Hi Huw
Thanks for your input and for trying to translate these very tricky ideas into layman’s terms.
After all this back-and-forth, I’m starting to think that the only way to make sense of observational study “confidence intervals” is by focusing on what Chris seems to be saying in post #10. Here’s the view I’ve arrived at (maybe wrong, but it’s the best I can do):
- These intervals, meant to connote the degree of “random error” inherent in a study’s result, are “false” in the sense that their specific boundaries and width hinge on layers of assumptions that are usually not justifiable given that there is no true underlying random sampling from the underlying population NOR any random allocation that contributes to their generation;
- If we are being extremely charitable, we might find some value in these intervals if we consider them to be “best case scenarios” with regard to the degree of uncertainty- in other words, if we view them as a crude representation of the “minimum” degree of uncertainty which might apply if we had actually been able to perform random sampling from a target population in order to generate them;
- The main reason these intervals are so immensely problematic and pernicious is that, for many decades, researchers, journalists, and the public have NOT been viewing them as described in bullet point #2 above. And now it’s too late- nobody seems to be able to put the horse back in the barn;
- So how did we get here? At some point in history, these intervals, and whether or not they contained the “null,” came to be used as a filter to decide whether or not a study deserved publication. Studies with intervals that crossed the null (results that did NOT achieve “statistical significance” i.e., p>0.05) were less likely to get published than those with intervals that excluded the null (i.e., achieved p<0.05) In turn, this filtering practice had two disastrous effects: 1) to cause researchers to bend over backwards, often in highly damaging ways, to generate intervals that don’t cross the null (e.g., multiple testing/garden of forking paths/HARK-ing); and 2) to cause researchers to propagate (loudly, via the media) the idea that intervals that don’t cross the null represent important scientific “discoveries.”

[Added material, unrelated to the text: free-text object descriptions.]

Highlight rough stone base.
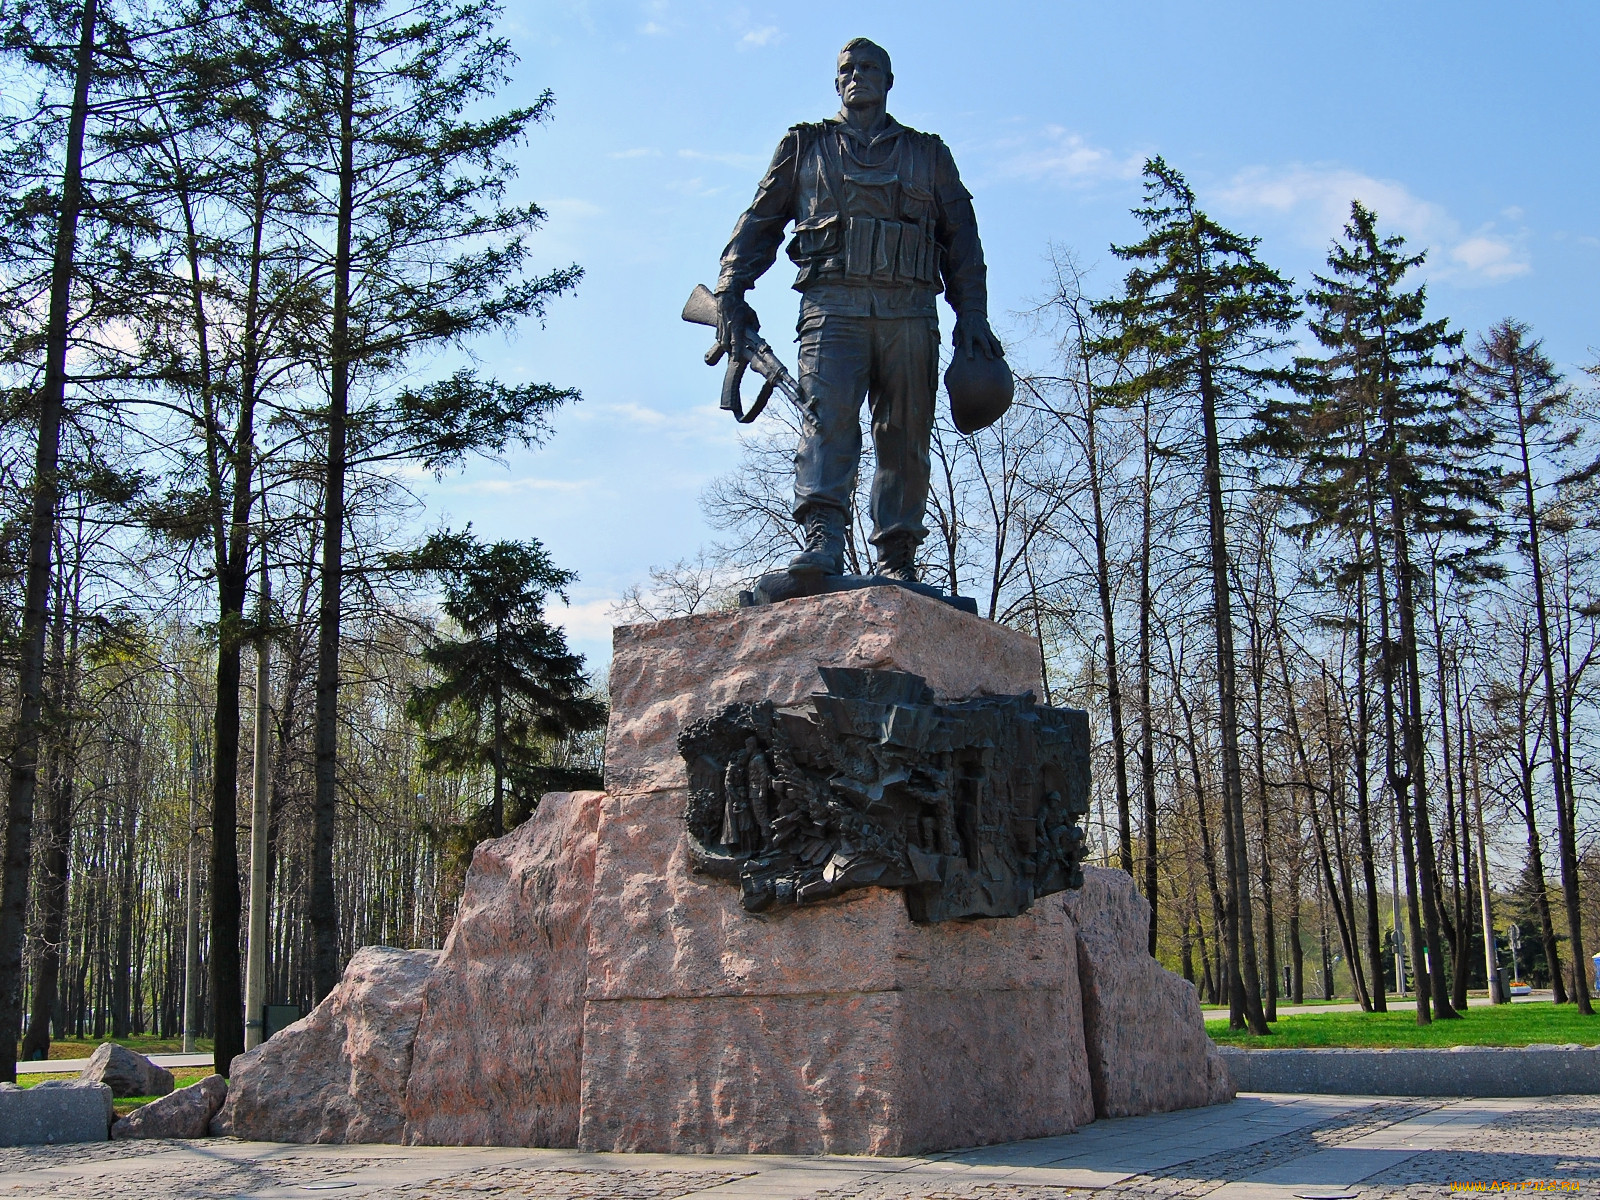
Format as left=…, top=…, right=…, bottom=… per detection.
left=1065, top=867, right=1236, bottom=1117
left=213, top=588, right=1231, bottom=1152
left=580, top=978, right=1091, bottom=1155
left=402, top=791, right=604, bottom=1147
left=216, top=946, right=439, bottom=1142
left=581, top=588, right=1093, bottom=1155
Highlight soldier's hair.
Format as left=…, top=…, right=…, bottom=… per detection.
left=839, top=37, right=891, bottom=77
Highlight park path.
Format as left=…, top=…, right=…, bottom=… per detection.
left=14, top=1052, right=213, bottom=1077
left=1, top=1092, right=1596, bottom=1199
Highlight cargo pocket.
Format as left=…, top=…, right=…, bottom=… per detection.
left=900, top=181, right=934, bottom=224
left=787, top=212, right=842, bottom=265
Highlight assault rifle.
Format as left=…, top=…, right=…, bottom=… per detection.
left=681, top=284, right=800, bottom=423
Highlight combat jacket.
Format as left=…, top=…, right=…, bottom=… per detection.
left=716, top=114, right=989, bottom=321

- I’m not sure about the extent to which this horrible “inversion” in the interpretation of uncertainty intervals was rooted in widespread ignorance about their inferential limitations (it seems like there are many layers of assumptions involved in their generation, which many seem all too happy to simply ignore) or simple laziness (the desire to substitute “easy” work like dredging administrative databases for “hard” work involving painstaking triangulation of multiple lines of evidence) or perverse incentives (for publication and therefore career advancement). Arguably, the etiology of our current-day mess involves some combination of these three factors. The result of this 180-degree-distortion was the gradual but ultimately pervasive loss, over time, of researchers’ and research consumers’ understanding of the limitations inherent in the interpretation of uncertainty intervals;
- To summarize, there is a widespread 180-degree-distorted interpretation, among researchers and research consumers, of the uncertainty intervals presented in observational studies. The distortion began many decades ago and has been constantly reinforced over the years, by various forces, to the point where, possibly, only a small minority of researchers active today appreciate their limitations. Instead of interpreting them in a very crude and maximally conservative way (their just-barely-defensible interpretation), most researchers and readers now interpret them in a falsely precise and maximally liberal way (a completely indefensible interpretation). Specifically, instead of viewing them as a crude representation of the bare minimum uncertainty in a study’s result (a “conservative” assessment/underestimate of the degree of uncertainty, which would be the best possible result IF we were to completely suspend our judgment regarding multiple unrealistic underlying assumptions), EVERYONE started viewing these intervals as an indicator of the maximum uncertainty around a result (a “liberal” assessment of the degree of uncertainty). As a result, we have elevated the role of the single study in scientific decision-making far beyond its actual value with regard to scientific inference.